Easy Southwest Chicken Rollups


 

From: A Bountiful Kitchen 

 

This quick and easy dish is a complete meal in a tortilla! Baked instead of deep fried keeps it healthy too.

Course Appetizer, Dinner, main
Cuisine Mexican, southwest
Keyword kid friendly, quick and easy, southwest
Prep Time 15 minutes
Cook Time 15 minutes
Total Time 30 minutes
Servings 8

Ingredients

  • 3 cups cooked chopped chicken breast meat*
  • 1 red pepper seeded and chopped
  • 1/2 medium onion
  • 1 1/2 cups corn if in season, about 2-3 large cobs, cooked and cut off cob, or frozen corn
  • 1-15.5 oz can black beans rinsed and drained
  • 1 1/2- 2 cups fresh spinach washed OR 1 bunch green onion, cut into 1/2 inch pieces green and white parts
  • 1 teaspoon cumin
  • 1 teaspoon chili powder
  • 2 cups grated Monterey Jack or Pepper Jack cheese grated
  • 12 10-12 inch tortillas - flour for best results, use fresh flour (refrigerated) tortillas, 20 oz package about 12 tortillas
  • sea or kosher salt and pepper to taste I use about 1 teaspoon of each

Instructions

  1. If using fresh tortillas, grill lightly on hot griddle for about 30-60 seconds per side. Remove to plate and set aside.

  2. Place all filling ingredients in a medium to large bowl. Mix lightly. If using frozen corn, do NOT thaw first. Just add to mixture frozen.

  3. Spread about 1/4 to 1/3 cup filling in the middle of each tortilla, depending on how thick or thin you want the rolls to be. Roll tightly and place on a lightly greased or parchment lined cookie sheet or jelly roll pan. Brush the top of the tortillas lightly with canola, vegetable or olive oil, or spray lightly with cooking spray.

  4. Bake at 375-400 degrees for 15 minutes on middle rack until golden brown. No need to turn the tortilla rollups!

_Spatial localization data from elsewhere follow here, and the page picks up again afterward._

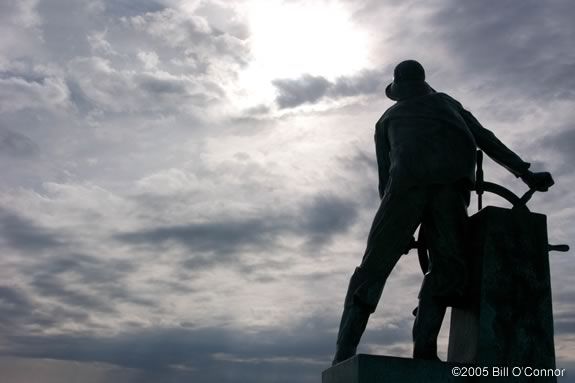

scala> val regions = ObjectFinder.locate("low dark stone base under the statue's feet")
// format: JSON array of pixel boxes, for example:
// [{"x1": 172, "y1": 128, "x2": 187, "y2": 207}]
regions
[{"x1": 321, "y1": 354, "x2": 466, "y2": 383}]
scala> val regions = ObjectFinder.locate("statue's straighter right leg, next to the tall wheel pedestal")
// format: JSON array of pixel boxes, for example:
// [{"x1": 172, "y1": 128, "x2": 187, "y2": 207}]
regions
[{"x1": 413, "y1": 185, "x2": 467, "y2": 359}]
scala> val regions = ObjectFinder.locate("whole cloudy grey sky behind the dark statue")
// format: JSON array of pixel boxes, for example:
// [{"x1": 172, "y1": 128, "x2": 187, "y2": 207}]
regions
[{"x1": 0, "y1": 0, "x2": 575, "y2": 383}]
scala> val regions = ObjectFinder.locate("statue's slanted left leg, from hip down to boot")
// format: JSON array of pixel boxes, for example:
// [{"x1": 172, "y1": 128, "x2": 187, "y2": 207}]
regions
[{"x1": 332, "y1": 188, "x2": 426, "y2": 364}]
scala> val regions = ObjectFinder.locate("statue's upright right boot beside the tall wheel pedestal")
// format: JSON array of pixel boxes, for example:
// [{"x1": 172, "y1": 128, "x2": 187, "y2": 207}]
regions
[{"x1": 413, "y1": 295, "x2": 447, "y2": 360}]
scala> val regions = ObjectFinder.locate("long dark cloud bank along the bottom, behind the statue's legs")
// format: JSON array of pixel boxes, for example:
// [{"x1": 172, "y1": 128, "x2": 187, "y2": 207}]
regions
[{"x1": 0, "y1": 308, "x2": 409, "y2": 383}]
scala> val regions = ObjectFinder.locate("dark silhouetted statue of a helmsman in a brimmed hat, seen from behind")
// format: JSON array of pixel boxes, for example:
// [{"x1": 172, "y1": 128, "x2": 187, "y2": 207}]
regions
[{"x1": 332, "y1": 60, "x2": 553, "y2": 365}]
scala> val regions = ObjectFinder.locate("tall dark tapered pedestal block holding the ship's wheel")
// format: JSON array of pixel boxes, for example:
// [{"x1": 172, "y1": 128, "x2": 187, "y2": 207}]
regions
[{"x1": 448, "y1": 206, "x2": 556, "y2": 382}]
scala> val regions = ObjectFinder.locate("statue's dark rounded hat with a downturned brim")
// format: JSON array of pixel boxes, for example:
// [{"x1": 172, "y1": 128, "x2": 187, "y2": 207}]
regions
[{"x1": 385, "y1": 60, "x2": 434, "y2": 101}]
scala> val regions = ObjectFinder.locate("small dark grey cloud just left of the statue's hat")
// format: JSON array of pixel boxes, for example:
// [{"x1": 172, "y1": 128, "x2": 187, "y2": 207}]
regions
[{"x1": 272, "y1": 70, "x2": 388, "y2": 109}]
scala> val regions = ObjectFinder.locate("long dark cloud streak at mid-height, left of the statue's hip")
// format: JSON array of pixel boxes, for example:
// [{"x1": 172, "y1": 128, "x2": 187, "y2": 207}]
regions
[{"x1": 115, "y1": 193, "x2": 357, "y2": 269}]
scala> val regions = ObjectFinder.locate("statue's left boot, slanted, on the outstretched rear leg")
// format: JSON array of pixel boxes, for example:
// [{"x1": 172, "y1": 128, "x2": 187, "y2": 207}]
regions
[{"x1": 332, "y1": 268, "x2": 373, "y2": 366}]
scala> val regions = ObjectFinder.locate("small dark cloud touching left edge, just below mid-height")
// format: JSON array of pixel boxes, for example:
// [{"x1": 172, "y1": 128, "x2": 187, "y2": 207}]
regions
[{"x1": 0, "y1": 209, "x2": 64, "y2": 252}]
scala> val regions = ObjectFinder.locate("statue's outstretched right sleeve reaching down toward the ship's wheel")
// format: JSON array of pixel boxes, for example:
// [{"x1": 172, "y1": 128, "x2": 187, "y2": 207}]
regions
[{"x1": 461, "y1": 109, "x2": 530, "y2": 177}]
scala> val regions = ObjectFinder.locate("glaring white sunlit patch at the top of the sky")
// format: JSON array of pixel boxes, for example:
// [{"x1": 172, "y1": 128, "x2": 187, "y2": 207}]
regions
[{"x1": 237, "y1": 0, "x2": 368, "y2": 107}]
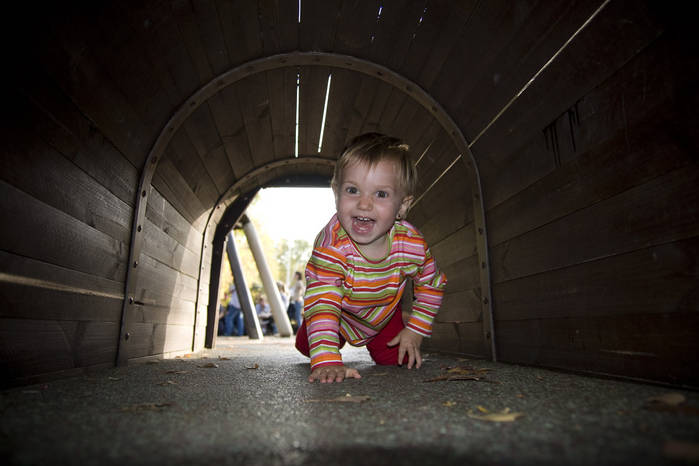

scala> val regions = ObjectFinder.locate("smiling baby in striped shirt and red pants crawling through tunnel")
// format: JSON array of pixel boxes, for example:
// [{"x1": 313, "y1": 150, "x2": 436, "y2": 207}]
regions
[{"x1": 296, "y1": 133, "x2": 446, "y2": 383}]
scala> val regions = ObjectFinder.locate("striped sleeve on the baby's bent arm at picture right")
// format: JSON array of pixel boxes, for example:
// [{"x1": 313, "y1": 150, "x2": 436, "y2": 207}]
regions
[{"x1": 406, "y1": 240, "x2": 447, "y2": 337}]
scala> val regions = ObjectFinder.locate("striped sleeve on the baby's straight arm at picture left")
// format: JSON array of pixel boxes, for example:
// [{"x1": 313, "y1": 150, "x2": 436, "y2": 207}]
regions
[{"x1": 303, "y1": 245, "x2": 346, "y2": 370}]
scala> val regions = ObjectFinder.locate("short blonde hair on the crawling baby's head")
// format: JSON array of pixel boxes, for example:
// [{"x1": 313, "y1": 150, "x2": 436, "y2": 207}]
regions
[{"x1": 330, "y1": 133, "x2": 417, "y2": 196}]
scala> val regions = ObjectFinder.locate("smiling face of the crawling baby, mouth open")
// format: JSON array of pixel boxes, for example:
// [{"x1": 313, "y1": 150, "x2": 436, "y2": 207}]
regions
[{"x1": 335, "y1": 160, "x2": 410, "y2": 259}]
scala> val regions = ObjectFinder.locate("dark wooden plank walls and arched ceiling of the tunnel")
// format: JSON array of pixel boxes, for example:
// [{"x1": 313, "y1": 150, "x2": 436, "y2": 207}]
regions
[{"x1": 0, "y1": 0, "x2": 699, "y2": 387}]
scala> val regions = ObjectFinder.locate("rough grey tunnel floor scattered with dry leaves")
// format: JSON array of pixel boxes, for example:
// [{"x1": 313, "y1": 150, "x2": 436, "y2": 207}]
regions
[{"x1": 0, "y1": 337, "x2": 699, "y2": 466}]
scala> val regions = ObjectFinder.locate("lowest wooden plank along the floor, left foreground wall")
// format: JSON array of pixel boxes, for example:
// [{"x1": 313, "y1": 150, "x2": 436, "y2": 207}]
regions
[{"x1": 0, "y1": 318, "x2": 119, "y2": 382}]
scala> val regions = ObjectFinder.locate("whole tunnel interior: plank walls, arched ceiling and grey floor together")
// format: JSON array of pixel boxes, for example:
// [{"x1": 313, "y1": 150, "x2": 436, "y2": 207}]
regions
[{"x1": 0, "y1": 0, "x2": 699, "y2": 465}]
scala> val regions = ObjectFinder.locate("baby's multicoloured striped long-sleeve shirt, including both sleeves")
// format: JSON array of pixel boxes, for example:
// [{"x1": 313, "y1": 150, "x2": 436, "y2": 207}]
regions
[{"x1": 304, "y1": 216, "x2": 446, "y2": 370}]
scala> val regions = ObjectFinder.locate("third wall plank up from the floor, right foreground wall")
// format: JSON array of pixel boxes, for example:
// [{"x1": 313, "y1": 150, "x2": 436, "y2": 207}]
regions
[{"x1": 491, "y1": 166, "x2": 699, "y2": 283}]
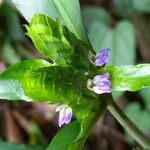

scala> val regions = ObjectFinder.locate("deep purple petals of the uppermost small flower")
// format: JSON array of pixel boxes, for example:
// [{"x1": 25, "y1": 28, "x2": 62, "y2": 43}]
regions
[{"x1": 95, "y1": 48, "x2": 110, "y2": 66}]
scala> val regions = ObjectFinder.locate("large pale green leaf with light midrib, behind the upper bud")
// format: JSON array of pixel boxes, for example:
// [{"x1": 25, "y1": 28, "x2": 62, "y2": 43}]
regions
[{"x1": 9, "y1": 0, "x2": 89, "y2": 44}]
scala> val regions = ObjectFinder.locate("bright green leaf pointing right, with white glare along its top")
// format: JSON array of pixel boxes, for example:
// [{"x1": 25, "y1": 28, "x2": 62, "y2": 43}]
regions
[{"x1": 100, "y1": 64, "x2": 150, "y2": 91}]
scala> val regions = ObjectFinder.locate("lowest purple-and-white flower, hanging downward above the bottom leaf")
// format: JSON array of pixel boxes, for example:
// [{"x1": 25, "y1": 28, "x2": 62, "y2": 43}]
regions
[{"x1": 56, "y1": 105, "x2": 72, "y2": 127}]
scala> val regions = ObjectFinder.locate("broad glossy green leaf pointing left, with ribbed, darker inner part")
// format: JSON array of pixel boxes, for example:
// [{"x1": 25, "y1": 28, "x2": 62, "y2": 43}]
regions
[{"x1": 0, "y1": 60, "x2": 85, "y2": 102}]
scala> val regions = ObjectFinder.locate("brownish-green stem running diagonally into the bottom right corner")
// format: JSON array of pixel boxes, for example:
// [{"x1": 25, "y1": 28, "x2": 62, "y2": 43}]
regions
[{"x1": 107, "y1": 101, "x2": 150, "y2": 149}]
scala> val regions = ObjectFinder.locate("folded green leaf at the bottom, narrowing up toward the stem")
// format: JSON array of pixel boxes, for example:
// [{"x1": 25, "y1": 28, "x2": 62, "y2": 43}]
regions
[{"x1": 48, "y1": 95, "x2": 109, "y2": 150}]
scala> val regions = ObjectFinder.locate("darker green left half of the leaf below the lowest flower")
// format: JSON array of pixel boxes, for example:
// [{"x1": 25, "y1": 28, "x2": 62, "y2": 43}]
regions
[{"x1": 47, "y1": 121, "x2": 80, "y2": 150}]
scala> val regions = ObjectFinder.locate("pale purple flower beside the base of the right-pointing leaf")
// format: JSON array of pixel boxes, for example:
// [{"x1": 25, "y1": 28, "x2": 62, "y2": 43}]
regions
[{"x1": 87, "y1": 73, "x2": 111, "y2": 94}]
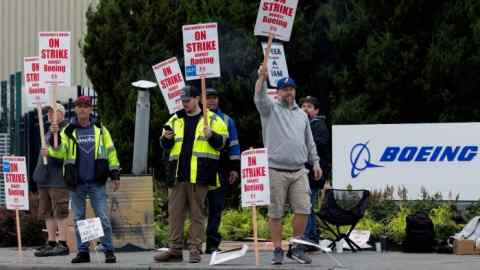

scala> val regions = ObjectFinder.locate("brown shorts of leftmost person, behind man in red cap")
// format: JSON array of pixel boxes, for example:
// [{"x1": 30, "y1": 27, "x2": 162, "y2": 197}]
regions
[{"x1": 38, "y1": 188, "x2": 69, "y2": 219}]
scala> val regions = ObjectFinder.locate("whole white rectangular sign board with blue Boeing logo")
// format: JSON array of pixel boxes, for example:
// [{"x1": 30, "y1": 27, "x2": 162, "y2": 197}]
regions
[{"x1": 332, "y1": 122, "x2": 480, "y2": 200}]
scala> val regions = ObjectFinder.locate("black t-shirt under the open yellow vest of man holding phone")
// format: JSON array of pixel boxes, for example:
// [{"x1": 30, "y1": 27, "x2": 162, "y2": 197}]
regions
[{"x1": 178, "y1": 113, "x2": 202, "y2": 182}]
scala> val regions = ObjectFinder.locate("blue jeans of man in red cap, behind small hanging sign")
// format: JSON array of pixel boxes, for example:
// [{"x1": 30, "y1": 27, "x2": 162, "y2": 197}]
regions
[{"x1": 70, "y1": 183, "x2": 113, "y2": 252}]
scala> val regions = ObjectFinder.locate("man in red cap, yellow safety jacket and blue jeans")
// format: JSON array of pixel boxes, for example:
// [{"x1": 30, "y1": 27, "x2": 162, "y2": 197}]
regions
[{"x1": 48, "y1": 96, "x2": 120, "y2": 263}]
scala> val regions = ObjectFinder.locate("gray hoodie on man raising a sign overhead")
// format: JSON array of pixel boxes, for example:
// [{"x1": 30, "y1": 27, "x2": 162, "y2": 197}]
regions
[{"x1": 254, "y1": 84, "x2": 320, "y2": 170}]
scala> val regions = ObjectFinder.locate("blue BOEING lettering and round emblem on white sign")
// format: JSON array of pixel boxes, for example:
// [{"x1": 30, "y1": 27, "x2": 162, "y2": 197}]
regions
[{"x1": 350, "y1": 141, "x2": 478, "y2": 178}]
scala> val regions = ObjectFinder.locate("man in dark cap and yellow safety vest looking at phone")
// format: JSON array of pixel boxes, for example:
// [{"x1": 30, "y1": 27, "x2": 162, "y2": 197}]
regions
[{"x1": 154, "y1": 86, "x2": 228, "y2": 263}]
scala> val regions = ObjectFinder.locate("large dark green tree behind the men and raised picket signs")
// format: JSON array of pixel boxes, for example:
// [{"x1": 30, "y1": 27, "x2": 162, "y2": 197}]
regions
[{"x1": 82, "y1": 0, "x2": 332, "y2": 171}]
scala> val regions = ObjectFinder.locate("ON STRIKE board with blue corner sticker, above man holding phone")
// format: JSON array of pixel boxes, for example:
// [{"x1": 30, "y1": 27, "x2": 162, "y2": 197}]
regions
[{"x1": 183, "y1": 23, "x2": 220, "y2": 81}]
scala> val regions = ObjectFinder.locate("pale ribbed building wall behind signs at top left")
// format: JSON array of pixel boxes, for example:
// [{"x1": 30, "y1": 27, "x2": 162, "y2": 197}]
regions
[{"x1": 0, "y1": 0, "x2": 98, "y2": 86}]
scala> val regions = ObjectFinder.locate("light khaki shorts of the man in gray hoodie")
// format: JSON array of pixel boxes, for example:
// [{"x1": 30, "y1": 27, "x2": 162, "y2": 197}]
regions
[{"x1": 268, "y1": 168, "x2": 312, "y2": 218}]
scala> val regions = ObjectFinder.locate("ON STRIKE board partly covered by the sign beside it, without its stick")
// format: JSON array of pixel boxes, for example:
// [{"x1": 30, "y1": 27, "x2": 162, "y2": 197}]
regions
[{"x1": 23, "y1": 56, "x2": 48, "y2": 107}]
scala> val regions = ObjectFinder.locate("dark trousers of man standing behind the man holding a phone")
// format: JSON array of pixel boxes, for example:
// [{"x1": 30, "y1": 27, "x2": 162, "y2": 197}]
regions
[{"x1": 206, "y1": 184, "x2": 227, "y2": 249}]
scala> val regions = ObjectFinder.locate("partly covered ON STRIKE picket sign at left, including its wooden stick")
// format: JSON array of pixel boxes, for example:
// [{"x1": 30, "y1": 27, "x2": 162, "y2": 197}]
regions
[{"x1": 23, "y1": 56, "x2": 49, "y2": 165}]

  5. Remove and serve immediately or at room temperature with salsa, sour cream and guacamole.

Recipe Notes

  • Great as a make ahead dish. Prepare as directed in recipe and cover tightly with foil. Place in fridge until ready to bake and serve. Remove foil before baking. Make up to 2 days ahead.
  • This dish may also be prepared ahead by cooking chicken, chopping all other filling ingredients. Place ingredients in refrigerator. When ready to assemble, add spices and mix. Assemble and cook as directed. 
  • I highly recommend using fresh tortillas in this recipe. Fresh tortillas are thinner and will hold the filling better without breaking apart. 
  • If you'd like to make about 15 tortillas, use 4 cups of chicken and 3 cups of cheese, 1 small 10-12 oz bag of frozen corn.